SUATU hari pada masa pemerintahan Muawiyah bin Abu Sufyan, seorang Gubernur Madinah bernama Marwan bin Hakam mendapati seorang lelaki tua yang membenamkan mukanya di kuburan Rasulullah saw.
"Apa yang kau lakukan?" bentak Marwan.Â
Lelaki tua itu menjawab, "Aku sedang mengunjungi Rasulullah saw. Aku tidak mendatangi batu. Aku mendengar Rasulullah saw bersabda, janganlah kalian tangisi agama jika dipegang ahlinya. Tangisilah agama ketika dikendalikan oleh orang yang bukan ahlinya."
Dalam Musnad Ahmad, Mustadrak al-Hakim, dan Samhudi disebutkan lelaki tua tersebut adalah sahabat Rasulullah saw yang bernama Abu Ayyub.

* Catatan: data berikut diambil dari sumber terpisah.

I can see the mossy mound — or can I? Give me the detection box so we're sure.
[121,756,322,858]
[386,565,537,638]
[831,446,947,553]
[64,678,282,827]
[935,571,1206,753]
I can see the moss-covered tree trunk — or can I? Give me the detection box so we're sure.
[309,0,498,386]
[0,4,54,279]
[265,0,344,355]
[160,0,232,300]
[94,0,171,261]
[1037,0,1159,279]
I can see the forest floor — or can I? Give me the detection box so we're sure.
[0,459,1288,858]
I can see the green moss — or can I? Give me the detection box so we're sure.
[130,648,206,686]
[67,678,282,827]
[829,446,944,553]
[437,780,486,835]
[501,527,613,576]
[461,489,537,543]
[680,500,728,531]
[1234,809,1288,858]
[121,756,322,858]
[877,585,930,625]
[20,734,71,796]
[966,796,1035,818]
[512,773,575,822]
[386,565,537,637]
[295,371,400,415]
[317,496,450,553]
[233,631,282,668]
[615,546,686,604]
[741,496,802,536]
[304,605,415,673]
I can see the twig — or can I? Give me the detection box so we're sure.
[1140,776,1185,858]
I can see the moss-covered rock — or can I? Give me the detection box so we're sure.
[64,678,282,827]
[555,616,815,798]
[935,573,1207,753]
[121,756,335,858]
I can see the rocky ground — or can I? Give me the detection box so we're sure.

Abu Ayyub adalah seorang Muslim yang rumahnya disinggahi pertama kali saat Rasulullah saw tiba di Madinah. Ketika Rasulullah saw memasuki kota Madinah, unta yang beliau tunggangi bersimpuh di depan rumah Bani Malik bin Najjar. Rasulullah saw turun dari atas untanya. Seorang lelaki berseri-seri bahagia saat Rasulullah saw menghampirinya. Ia tersenyum kemudian mengambil barang muatan dan memasukkan ke rumahnya. Lalu, mempersilakan Rasulullah saw masuk ke dalam rumah.
Siapakah orang beruntung yang dipilih sebagai tempat persinggahan Rasulullah saw? Saat hijrah ini semua penduduk Muslim Madinah mengharapkan Nabi Muhammad saw singgah di rumah-rumah mereka? Dialah Abu Ayub Al-Anshari Khalid bin Zaid, cucu Malik bin Najjar.
Rasulullah saw bermalam di lantai bawah, Abu Ayyub tinggal di lantai atas. Karena bangunannya terbuat dari tanah, Abu Ayyub merasa khawatir kalau debu dan tanah menimbun Rasulullah saw. Sepanjang malam Abu Ayyub dan istrinya membekukan tubuhnya seperti sebongkah kayu.
Saat pagi Abu Ayyub segera mendatangi Rasulullah saw. Abu Ayyub menyapa Rasulullah saw, "Ya Rasulullah, semalaman aku tak dapat memejamkan mata."
 "Apa yang terjadi denganmu," tanya Rasulullah saw.
 Abu Ayyub segera menjawab, "Ya Rasulullah, aku khawatir debu dan tanah berjatuhan dan menganggumu.